Grow-your-own-teacher programs aimed at high school students and at adults interested in changing careers are gaining popularity as administrators aim to stretch their recruitment dollars, said Barnett Berry, the director of policy and state partnerships for the National Commission on Teaching and America’s Future, a privately organized panel made up of educators, public officials, business leaders, and others. Such initiatives are a good bet because they yield teachers who want to work in the communities in which they are trained, he said.

“It makes a lot of sense,” Mr. Berry said, “especially in urban and rural communities that generally have a difficult time attracting folks from the outside.”

Administrators at Phoenix College and its partner, South Mountain Community College, hope to serve 80 students in the new school annually, Ms. Gardea said. The school will seek students from throughout Maricopa County, Ariz., which includes Phoenix.

Although the curriculum has yet to be worked out, students will have an opportunity to earn dual high school and college credit. Their work will be ungraded, though their performance will be assessed before they are promoted.

Housed by Colleges

The school’s organizers intend to hire high school teachers who have worked as teacher-educators and anticipate that college faculty members will offer guest lectures, Ms. Gardea said.

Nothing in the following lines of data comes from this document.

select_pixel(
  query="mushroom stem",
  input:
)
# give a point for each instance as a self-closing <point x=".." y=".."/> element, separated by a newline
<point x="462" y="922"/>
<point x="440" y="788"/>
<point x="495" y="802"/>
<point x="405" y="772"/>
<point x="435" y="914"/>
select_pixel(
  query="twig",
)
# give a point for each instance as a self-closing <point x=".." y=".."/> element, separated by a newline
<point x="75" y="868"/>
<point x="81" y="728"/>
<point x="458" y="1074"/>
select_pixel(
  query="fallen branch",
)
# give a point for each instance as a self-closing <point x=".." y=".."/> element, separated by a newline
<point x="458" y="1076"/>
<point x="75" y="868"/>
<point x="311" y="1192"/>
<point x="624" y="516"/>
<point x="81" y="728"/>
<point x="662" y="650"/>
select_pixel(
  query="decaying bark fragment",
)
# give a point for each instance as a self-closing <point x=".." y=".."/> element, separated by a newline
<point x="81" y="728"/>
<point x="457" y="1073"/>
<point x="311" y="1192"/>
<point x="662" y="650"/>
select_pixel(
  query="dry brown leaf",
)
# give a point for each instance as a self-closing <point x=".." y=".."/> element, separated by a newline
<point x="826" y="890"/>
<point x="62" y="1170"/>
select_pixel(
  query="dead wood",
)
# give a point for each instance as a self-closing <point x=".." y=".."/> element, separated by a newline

The goal is to usher students on to higher education, where they will earn degrees in education before returning, the organizers hope, to teach in one of the more than 30 school districts in and around Phoenix, she said. The school will be housed in a building now used by a consortium of community colleges and managed by Phoenix College.

The program will be useful because it will likely yield minority teachers, who are in especially high demand, said Penny Kotterman, the president of the Arizona Education Association. Most administrators are currently able to fill vacancies, yet the teacher workforce lacks diversity, a particular problem when schools serve mostly Hispanic students, as is the case in the Phoenix area, she said.

But not everyone is sure the concept of a high school dedicated solely to prospective teachers will fly.

“I think it is fantastic; I hope it can work,” said Susan Katzman, the director for career and technical education in the St. Louis school system, which runs a program for such students within a traditional high school. “But it is not always easy to convince young people this is a profession they should pursue.”

Students often worry they won’t make enough money as teachers, or say they don’t want to spend four years in college to earn the degree necessary for employment, she said. Enrollment in the St. Louis program is low enough, Ms. Katzman said, that administrators are considering expanding the scope to include child-care workers.

But such initiatives can have—and have had—a positive impact on the teacher pipeline, said Janice Poda, the senior director of the division of teacher quality in South Carolina.

Her state began offering high school students education courses in 1985 and, to date, 45 percent of the 30,000 participants, known as “teacher cadets,” are now teaching. About 32 percent of those educators are members of minority groups.

“Just yesterday, I spoke with all the district teachers of the year ... and out of 65 or 70 people, eight were teacher cadets,” Ms. Poda said. “One was a finalist for national teacher of the year.”